Throughout the year, we hold various exhibitions including our annual graduate show, Inspired Festival. We’re taking a look back at some of our favourite Inspired Festival pieces from over the years…
In 2016, Katy showcased her collection of decorative rings and holders inspired by popular children’s stories and fairy tales. Influenced by the likes of Alice in Wonderland, Rapunzel and James and the Giant Peach, Katy combined this with her teenage fascination with coins to create a selection of intricate jewellery artworks.
"Each ring can be held in a decorative holder in which it can merge into and form a sculptural piece of artwork when it isn't being worn. I want my customers to be able to wear the best chapters of their lives."
Since graduating from BCU, Katy has returned as a lecturer on our BA Jewellery and Object course and Course Leader for the HND Jewellery and Silversmithing course, as well as running her own successful business as a Jeweller/CAD designer. Find out more about Katy here.
Whisk earrings and a chopping board necklace were amongst items created by Yonghui as part of her final project on our Jewellery and Related Products course in 2018.
Yonghui who hails from Shanxi in China, presented ‘Jewellery in the Kitchen’, a collection of wearable and functional kitchen utensils including walnut and silver plated spice jars and a measuring tool necklace.
“I explored the communication between food and people during cooking and found it particularly interesting to see how people use kitchen utensils as tools to communicate with food.”
In 2017, postgraduate student Shuming Chen was recognised for her innovative eyewear designs, inspired by what she calls a ‘lack of freedom’ in today’s society.

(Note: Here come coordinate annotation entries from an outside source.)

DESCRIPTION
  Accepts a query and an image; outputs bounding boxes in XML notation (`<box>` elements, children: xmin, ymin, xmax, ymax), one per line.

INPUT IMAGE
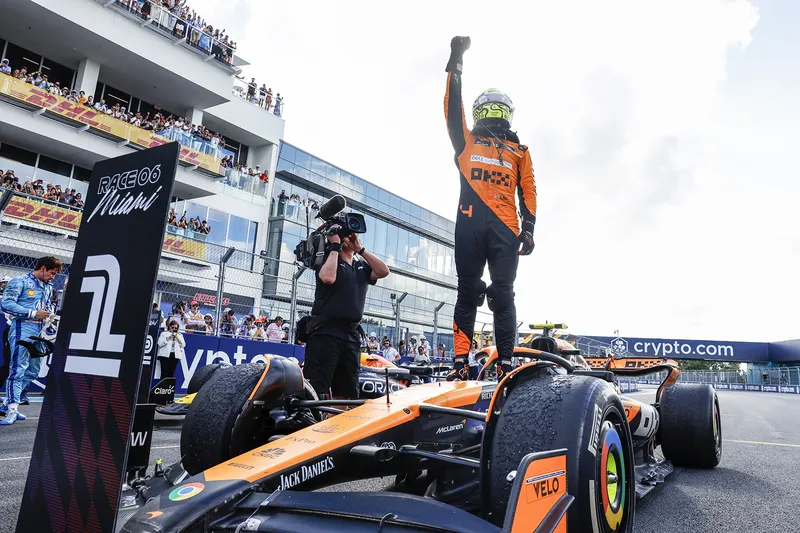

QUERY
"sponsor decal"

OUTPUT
<box><xmin>525</xmin><ymin>470</ymin><xmax>567</xmax><ymax>500</ymax></box>
<box><xmin>286</xmin><ymin>435</ymin><xmax>317</xmax><ymax>444</ymax></box>
<box><xmin>169</xmin><ymin>483</ymin><xmax>206</xmax><ymax>502</ymax></box>
<box><xmin>278</xmin><ymin>456</ymin><xmax>336</xmax><ymax>490</ymax></box>
<box><xmin>436</xmin><ymin>418</ymin><xmax>467</xmax><ymax>435</ymax></box>
<box><xmin>469</xmin><ymin>155</ymin><xmax>513</xmax><ymax>168</ymax></box>
<box><xmin>361</xmin><ymin>379</ymin><xmax>405</xmax><ymax>394</ymax></box>
<box><xmin>589</xmin><ymin>404</ymin><xmax>603</xmax><ymax>457</ymax></box>
<box><xmin>250</xmin><ymin>448</ymin><xmax>286</xmax><ymax>459</ymax></box>
<box><xmin>228</xmin><ymin>462</ymin><xmax>255</xmax><ymax>470</ymax></box>
<box><xmin>311</xmin><ymin>422</ymin><xmax>342</xmax><ymax>433</ymax></box>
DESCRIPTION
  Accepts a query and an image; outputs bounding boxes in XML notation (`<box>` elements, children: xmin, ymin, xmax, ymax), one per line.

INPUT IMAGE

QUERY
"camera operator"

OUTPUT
<box><xmin>303</xmin><ymin>229</ymin><xmax>389</xmax><ymax>399</ymax></box>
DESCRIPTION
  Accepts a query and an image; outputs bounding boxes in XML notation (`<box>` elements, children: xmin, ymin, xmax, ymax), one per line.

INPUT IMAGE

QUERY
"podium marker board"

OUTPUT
<box><xmin>16</xmin><ymin>143</ymin><xmax>180</xmax><ymax>533</ymax></box>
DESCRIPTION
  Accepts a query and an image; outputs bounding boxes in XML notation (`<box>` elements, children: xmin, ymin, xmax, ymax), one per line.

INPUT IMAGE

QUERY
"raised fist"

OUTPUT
<box><xmin>450</xmin><ymin>37</ymin><xmax>472</xmax><ymax>54</ymax></box>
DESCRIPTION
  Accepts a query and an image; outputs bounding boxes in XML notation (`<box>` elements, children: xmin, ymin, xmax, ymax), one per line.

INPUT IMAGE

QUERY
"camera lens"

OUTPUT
<box><xmin>348</xmin><ymin>218</ymin><xmax>361</xmax><ymax>233</ymax></box>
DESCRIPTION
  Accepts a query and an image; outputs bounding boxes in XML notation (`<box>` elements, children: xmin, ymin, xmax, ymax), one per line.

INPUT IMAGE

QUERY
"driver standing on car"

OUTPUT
<box><xmin>303</xmin><ymin>226</ymin><xmax>389</xmax><ymax>399</ymax></box>
<box><xmin>444</xmin><ymin>37</ymin><xmax>536</xmax><ymax>380</ymax></box>
<box><xmin>0</xmin><ymin>257</ymin><xmax>62</xmax><ymax>426</ymax></box>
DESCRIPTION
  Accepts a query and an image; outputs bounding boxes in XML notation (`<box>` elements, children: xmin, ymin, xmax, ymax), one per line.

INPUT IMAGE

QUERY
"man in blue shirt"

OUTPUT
<box><xmin>0</xmin><ymin>257</ymin><xmax>62</xmax><ymax>426</ymax></box>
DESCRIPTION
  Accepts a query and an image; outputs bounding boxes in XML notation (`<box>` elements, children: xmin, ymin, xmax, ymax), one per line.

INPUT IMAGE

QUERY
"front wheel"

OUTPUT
<box><xmin>489</xmin><ymin>374</ymin><xmax>636</xmax><ymax>533</ymax></box>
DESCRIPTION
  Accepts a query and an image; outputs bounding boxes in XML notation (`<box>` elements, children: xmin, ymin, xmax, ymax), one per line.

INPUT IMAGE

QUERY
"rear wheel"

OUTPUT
<box><xmin>181</xmin><ymin>363</ymin><xmax>265</xmax><ymax>475</ymax></box>
<box><xmin>659</xmin><ymin>383</ymin><xmax>722</xmax><ymax>468</ymax></box>
<box><xmin>489</xmin><ymin>374</ymin><xmax>636</xmax><ymax>533</ymax></box>
<box><xmin>186</xmin><ymin>363</ymin><xmax>231</xmax><ymax>394</ymax></box>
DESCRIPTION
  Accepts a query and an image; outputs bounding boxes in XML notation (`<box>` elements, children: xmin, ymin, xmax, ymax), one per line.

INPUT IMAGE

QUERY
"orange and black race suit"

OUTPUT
<box><xmin>444</xmin><ymin>72</ymin><xmax>536</xmax><ymax>361</ymax></box>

She saw her work showcased at London Fashion Week after being spotted by menswear designer Harry Xu.
Describing her ‘Monitoring in the Dark eyewear’, Shuming said: “People cannot guarantee whether their privacy is protected anymore and humans lack freedom in our society today.

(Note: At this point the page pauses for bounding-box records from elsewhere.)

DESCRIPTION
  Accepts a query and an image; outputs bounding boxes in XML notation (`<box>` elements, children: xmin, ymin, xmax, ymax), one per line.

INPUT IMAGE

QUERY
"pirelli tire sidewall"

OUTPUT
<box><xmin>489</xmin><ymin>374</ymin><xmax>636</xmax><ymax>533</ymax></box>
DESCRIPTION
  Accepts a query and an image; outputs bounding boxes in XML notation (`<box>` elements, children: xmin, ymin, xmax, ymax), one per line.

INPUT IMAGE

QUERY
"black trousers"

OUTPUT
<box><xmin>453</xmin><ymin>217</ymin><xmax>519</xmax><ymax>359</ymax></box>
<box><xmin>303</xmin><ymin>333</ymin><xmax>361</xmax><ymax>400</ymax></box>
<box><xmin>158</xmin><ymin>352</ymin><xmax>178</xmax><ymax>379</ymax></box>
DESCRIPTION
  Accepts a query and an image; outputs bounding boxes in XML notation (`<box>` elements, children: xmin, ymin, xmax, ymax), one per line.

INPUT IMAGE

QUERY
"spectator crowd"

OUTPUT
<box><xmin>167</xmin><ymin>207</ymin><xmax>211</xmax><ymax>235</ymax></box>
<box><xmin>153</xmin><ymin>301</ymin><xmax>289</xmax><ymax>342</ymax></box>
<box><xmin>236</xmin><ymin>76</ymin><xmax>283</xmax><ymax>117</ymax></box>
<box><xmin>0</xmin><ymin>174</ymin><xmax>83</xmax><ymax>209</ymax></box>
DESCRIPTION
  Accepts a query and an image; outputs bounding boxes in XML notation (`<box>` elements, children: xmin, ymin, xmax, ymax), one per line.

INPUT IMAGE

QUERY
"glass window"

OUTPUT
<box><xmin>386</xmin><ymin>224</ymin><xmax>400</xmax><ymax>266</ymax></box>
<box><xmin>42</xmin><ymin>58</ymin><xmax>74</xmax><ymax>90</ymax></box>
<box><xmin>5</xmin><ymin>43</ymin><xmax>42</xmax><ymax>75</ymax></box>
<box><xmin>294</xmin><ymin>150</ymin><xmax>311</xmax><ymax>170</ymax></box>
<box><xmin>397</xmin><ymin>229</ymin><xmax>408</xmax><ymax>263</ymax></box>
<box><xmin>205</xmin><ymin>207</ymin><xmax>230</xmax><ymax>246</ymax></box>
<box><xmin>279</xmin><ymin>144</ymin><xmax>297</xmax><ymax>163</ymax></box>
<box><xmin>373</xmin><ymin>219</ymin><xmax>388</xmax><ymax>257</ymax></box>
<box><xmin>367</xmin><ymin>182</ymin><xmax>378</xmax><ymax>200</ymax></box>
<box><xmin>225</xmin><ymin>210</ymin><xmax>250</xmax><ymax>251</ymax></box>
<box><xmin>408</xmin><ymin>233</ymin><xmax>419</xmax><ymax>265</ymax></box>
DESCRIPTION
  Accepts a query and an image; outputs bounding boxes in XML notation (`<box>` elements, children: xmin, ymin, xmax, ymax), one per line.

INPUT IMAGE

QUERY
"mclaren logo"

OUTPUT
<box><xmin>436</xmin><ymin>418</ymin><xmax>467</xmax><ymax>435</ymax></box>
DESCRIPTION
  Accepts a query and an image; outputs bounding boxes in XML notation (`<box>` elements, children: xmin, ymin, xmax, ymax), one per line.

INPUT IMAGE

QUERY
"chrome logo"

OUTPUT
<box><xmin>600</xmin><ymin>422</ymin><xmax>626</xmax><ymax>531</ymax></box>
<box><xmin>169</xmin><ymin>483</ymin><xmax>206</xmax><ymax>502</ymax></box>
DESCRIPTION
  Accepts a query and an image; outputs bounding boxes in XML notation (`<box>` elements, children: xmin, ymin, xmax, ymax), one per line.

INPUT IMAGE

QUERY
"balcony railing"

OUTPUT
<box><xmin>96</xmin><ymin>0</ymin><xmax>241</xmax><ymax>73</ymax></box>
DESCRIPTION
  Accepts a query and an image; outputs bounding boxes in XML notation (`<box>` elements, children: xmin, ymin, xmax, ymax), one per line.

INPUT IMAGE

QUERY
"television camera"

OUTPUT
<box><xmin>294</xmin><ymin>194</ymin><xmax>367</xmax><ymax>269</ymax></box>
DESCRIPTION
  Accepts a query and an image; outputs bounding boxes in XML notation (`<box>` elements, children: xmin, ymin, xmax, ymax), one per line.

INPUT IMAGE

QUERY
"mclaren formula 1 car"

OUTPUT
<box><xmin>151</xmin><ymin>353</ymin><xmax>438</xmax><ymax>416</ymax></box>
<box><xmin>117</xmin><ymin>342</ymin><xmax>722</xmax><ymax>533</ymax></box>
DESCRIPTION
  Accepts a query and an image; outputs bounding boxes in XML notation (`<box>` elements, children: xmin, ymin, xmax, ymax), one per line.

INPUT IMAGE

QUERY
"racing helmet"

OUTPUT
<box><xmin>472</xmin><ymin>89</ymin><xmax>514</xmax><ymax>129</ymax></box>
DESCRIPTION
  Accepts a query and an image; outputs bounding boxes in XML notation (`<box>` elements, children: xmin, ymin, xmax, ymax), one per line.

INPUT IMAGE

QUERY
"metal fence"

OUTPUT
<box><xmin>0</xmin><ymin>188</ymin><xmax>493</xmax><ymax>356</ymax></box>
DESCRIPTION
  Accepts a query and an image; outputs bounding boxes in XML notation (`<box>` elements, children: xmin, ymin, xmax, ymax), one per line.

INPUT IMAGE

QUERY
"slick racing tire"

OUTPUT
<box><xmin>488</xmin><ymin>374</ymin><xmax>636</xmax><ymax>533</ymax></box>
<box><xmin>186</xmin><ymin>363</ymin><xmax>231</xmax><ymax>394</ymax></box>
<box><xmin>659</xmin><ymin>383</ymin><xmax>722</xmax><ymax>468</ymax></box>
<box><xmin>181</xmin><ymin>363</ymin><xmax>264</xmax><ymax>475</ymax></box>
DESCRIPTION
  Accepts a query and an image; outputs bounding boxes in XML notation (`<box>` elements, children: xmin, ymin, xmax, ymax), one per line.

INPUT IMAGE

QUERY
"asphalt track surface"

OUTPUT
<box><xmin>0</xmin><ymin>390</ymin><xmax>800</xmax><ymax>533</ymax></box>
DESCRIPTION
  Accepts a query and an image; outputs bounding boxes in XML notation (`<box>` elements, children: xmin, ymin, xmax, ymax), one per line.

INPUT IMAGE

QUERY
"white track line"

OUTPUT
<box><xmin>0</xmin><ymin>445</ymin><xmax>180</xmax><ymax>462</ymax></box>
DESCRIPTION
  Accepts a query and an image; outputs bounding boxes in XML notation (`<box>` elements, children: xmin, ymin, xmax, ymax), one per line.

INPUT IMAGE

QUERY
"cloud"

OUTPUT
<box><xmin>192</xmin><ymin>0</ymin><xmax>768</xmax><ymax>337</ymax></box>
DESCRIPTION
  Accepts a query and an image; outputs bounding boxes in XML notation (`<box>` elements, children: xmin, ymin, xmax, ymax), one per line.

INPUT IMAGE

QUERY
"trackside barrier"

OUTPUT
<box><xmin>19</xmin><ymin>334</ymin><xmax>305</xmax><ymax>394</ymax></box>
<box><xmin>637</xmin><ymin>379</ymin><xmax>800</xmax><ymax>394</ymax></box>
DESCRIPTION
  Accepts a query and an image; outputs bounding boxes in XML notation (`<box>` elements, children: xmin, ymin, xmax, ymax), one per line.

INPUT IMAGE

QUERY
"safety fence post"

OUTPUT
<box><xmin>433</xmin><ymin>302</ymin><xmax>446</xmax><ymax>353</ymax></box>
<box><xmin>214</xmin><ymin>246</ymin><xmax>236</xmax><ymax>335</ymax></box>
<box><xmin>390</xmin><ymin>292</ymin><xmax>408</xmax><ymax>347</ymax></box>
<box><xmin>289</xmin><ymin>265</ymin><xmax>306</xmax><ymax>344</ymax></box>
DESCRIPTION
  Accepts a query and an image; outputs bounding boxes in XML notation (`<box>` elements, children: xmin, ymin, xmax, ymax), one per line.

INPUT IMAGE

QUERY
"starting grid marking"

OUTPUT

“In my work I attempt to combine daily life with the science and technology of the future. I exaggerate issues that happen around us to envision what may happen in the future and I like to investigate the effects of modern technology on people.”

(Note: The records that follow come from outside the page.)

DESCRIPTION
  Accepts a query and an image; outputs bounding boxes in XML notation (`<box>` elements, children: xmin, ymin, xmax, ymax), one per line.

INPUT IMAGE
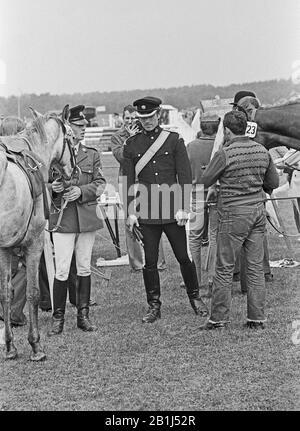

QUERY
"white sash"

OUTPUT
<box><xmin>135</xmin><ymin>130</ymin><xmax>170</xmax><ymax>182</ymax></box>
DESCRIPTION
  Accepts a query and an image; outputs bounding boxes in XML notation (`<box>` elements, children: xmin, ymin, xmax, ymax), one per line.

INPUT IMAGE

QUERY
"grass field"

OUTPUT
<box><xmin>0</xmin><ymin>156</ymin><xmax>300</xmax><ymax>411</ymax></box>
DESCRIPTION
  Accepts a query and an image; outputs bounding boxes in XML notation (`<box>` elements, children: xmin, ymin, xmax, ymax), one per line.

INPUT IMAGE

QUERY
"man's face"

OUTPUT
<box><xmin>70</xmin><ymin>123</ymin><xmax>86</xmax><ymax>145</ymax></box>
<box><xmin>139</xmin><ymin>111</ymin><xmax>160</xmax><ymax>132</ymax></box>
<box><xmin>123</xmin><ymin>111</ymin><xmax>135</xmax><ymax>127</ymax></box>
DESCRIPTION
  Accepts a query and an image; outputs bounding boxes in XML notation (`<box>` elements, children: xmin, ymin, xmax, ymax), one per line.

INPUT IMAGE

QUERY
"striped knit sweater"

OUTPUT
<box><xmin>202</xmin><ymin>136</ymin><xmax>279</xmax><ymax>205</ymax></box>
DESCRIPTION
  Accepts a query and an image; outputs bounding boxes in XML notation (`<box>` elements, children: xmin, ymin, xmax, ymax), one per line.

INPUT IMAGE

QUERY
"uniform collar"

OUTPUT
<box><xmin>76</xmin><ymin>143</ymin><xmax>87</xmax><ymax>162</ymax></box>
<box><xmin>143</xmin><ymin>126</ymin><xmax>162</xmax><ymax>136</ymax></box>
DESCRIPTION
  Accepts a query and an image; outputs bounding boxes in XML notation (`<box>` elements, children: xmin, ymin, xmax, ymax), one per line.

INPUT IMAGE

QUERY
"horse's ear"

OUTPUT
<box><xmin>29</xmin><ymin>106</ymin><xmax>48</xmax><ymax>142</ymax></box>
<box><xmin>28</xmin><ymin>106</ymin><xmax>42</xmax><ymax>120</ymax></box>
<box><xmin>61</xmin><ymin>105</ymin><xmax>70</xmax><ymax>122</ymax></box>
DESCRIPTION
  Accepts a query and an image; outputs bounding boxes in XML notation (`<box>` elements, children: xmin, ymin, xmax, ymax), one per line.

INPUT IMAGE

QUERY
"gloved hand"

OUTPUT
<box><xmin>51</xmin><ymin>180</ymin><xmax>65</xmax><ymax>193</ymax></box>
<box><xmin>175</xmin><ymin>210</ymin><xmax>189</xmax><ymax>226</ymax></box>
<box><xmin>126</xmin><ymin>214</ymin><xmax>139</xmax><ymax>232</ymax></box>
<box><xmin>63</xmin><ymin>186</ymin><xmax>81</xmax><ymax>202</ymax></box>
<box><xmin>206</xmin><ymin>187</ymin><xmax>218</xmax><ymax>202</ymax></box>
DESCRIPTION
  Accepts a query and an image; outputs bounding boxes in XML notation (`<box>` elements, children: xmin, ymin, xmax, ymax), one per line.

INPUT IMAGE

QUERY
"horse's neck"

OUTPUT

In 2015, Jewellery and Related Products student Olivia Hawley took ‘upcycling’ to a whole new level with her jewellery collection made from unwanted human hair.
Inspired by her love of hair and all things creepy and disturbing, Olivia’s collection included brooches, necklaces and rings, comprising metal and real human hair. The collection was designed to challenge society’s perception of beauty, and play on people’s reactions around hair removal.
Olivia admitted that working with hair did pose some challenges. “The design stage was mainly led by the material itself. I realised that working with hair was harder than I first thought but by experimenting I was able to develop a technique using adhesive and matting which allowed me to mould the hair and give it structure.”
In 2021, Yaling Weng created a collection of jewellery entitled ‘Hi Pets’ and was based around creating memorials for pets. Doing so, she incorporated pet hair into her designs.
Yaling said: “Memorial jewellery is not limited to expressing grief. It is also a beautiful expression of people’s love. Because hair is not perishable and can be stored for a long time, it symbolizes the love that transcends death and lasts forever in the token of love.”
Abigail’s work showcases the importance of gender equality through an interactive element. Peers are invited to ‘break the hymen’ of the jewellery, symbolising the depiction of virginity in Chinese culture.
Describing the design process, Abigail said: “Embroidery is the main element used, which I consciously chose as the craft has developed with feminism and was once seen as a domestic skill rather than art, similar to how women were seen as the second gender.”